Family Dollar’s enthusiasm
for urban markets began when it noticed that its stores in metropolitan markets
did better than similar-size or larger ones in small urban or rural areas. At
7,500 square feet to 9,000 square feet, they fit into a built-out urban
landscape as no Wal-Mart or similar big-box discount retailer could. In 2002
Family Dollar outlined a plan to put 65 percent of its new stores in urban
markets.
But performance in the
urban stores was inconsistent. Well-managed stores were showing same-store
gains, while others slipped through the cracks with flat or declining sales.
This year Family Dollar earmarked $20 million for an “urban initiative” to
reorganize management, implement new technology, introduce employee incentives,
improve screening and hiring and reduce theft. In August, however, the company
froze the program, which by then involved some 1,300 stores and saw costs spiral
to nearly $25 million. The program is not terminated, the company says, just on
hold.
“We are seeing a lift in
sales from the [urban initiative] program, enough to cover our costs,” said
Rawlins. “But the intention was to drive higher profitability and higher
returns. So, we’re going to step back in ’06 and re-evaluate our processes to
focus on really driving higher returns from these stores going forward.”
Theft was a particular
problem that is now being addressed, the company says. A key competitor, Dollar
General, had tried and abandoned a similar strategy, ultimately retrenching in
its preferred small-town, 25,000-and-under markets. Kelly acknowledged that
Family Dollar failed to learn from Dollar General’s mistakes.
Rawlins later elaborated,
explaining that the company is addressing the problem with technology for
monitoring each transaction. “We expanded our loss-prevention department to
better support some of those more challenging markets, like urban markets or
other markets that are underperforming” because of theft.
Further, sales plummeted as
a result of a miscalculated effort to de-emphasize name-brand products and
introduce more generic and private-label products. “We made assortment changes
last spring that were not as well accepted by our customers as we had planned,”
Rawlins said. “We went back and eliminated those items not doing well and added
some additional brand names and saw our same-store sales in the consumable area
rebound to previous levels.”
Again Kelly was blunt. “We
took a sector of our business that’s roughly almost half of the business and
drove it ... flat almost overnight,” he said. “Not something we’re proud of.

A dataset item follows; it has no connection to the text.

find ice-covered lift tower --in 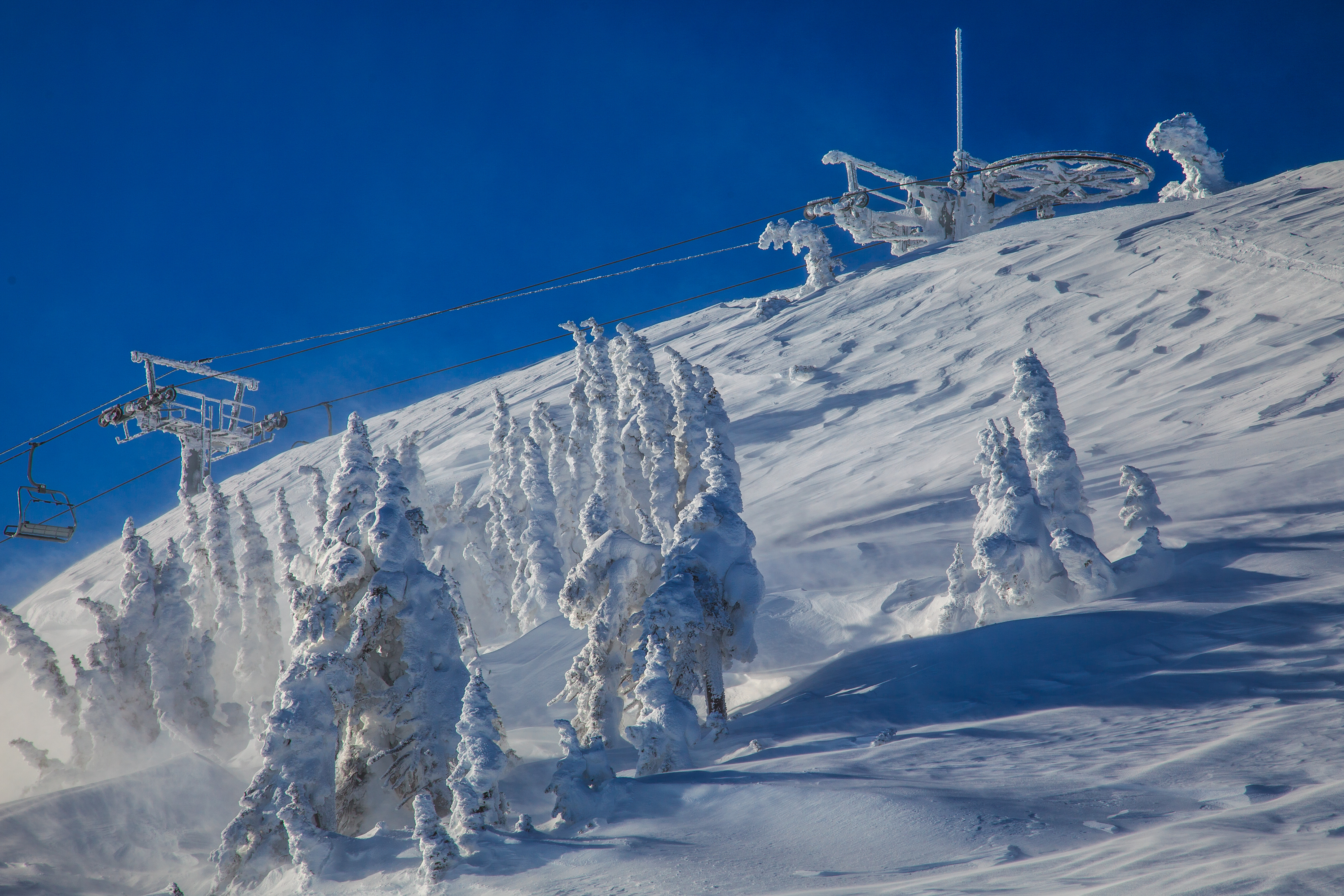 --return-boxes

We’ve learned a lot of lessons on that.”
One of those lessons was
that a management shake-up was needed. In August, as shares reached a four-year
low, President and COO David Alexander resigned, and CEO Howard Levine took a
more hands-on approach, according to Rawlins.
With the “transition year”
and a brutal round of self-scrutiny behind it, Family Dollar has reasons for
optimism. In January it began introducing refrigerated cases for stocking
perishable food products in about 1,000 stores to help drive traffic, and the
response has been “very, very solid,” Kelly says. The company says it plans to
bring in an additional 2,500 next year. To help make up for the low-margin
consumables, Family Dollar also plans to continue promoting its successful
Treasure Hunt program, an industry nickname referring to the periodically
stocking close-out or imported items that customers didn’t expect to encounter
in the stores. The Treasure Hunt program, in Kelly’s words “add[s] excitement to
the shopping experience,” as well as higher-margin luxury items that help make
up for the stores’ low-margin staples.
New warehouses have
improved distribution and saved on fuel costs.
“Our business has
significant growth potential,” Levine concluded in an e-mail to SCT. “The
low- and lower-middle-income population segment continues to grow at a rapid
pace, and the dollar channel is experiencing an increase in acceptance from a
broader customer base. We continue to make strategic investments in our business
that position Family Dollar to better serve the needs of our customers.”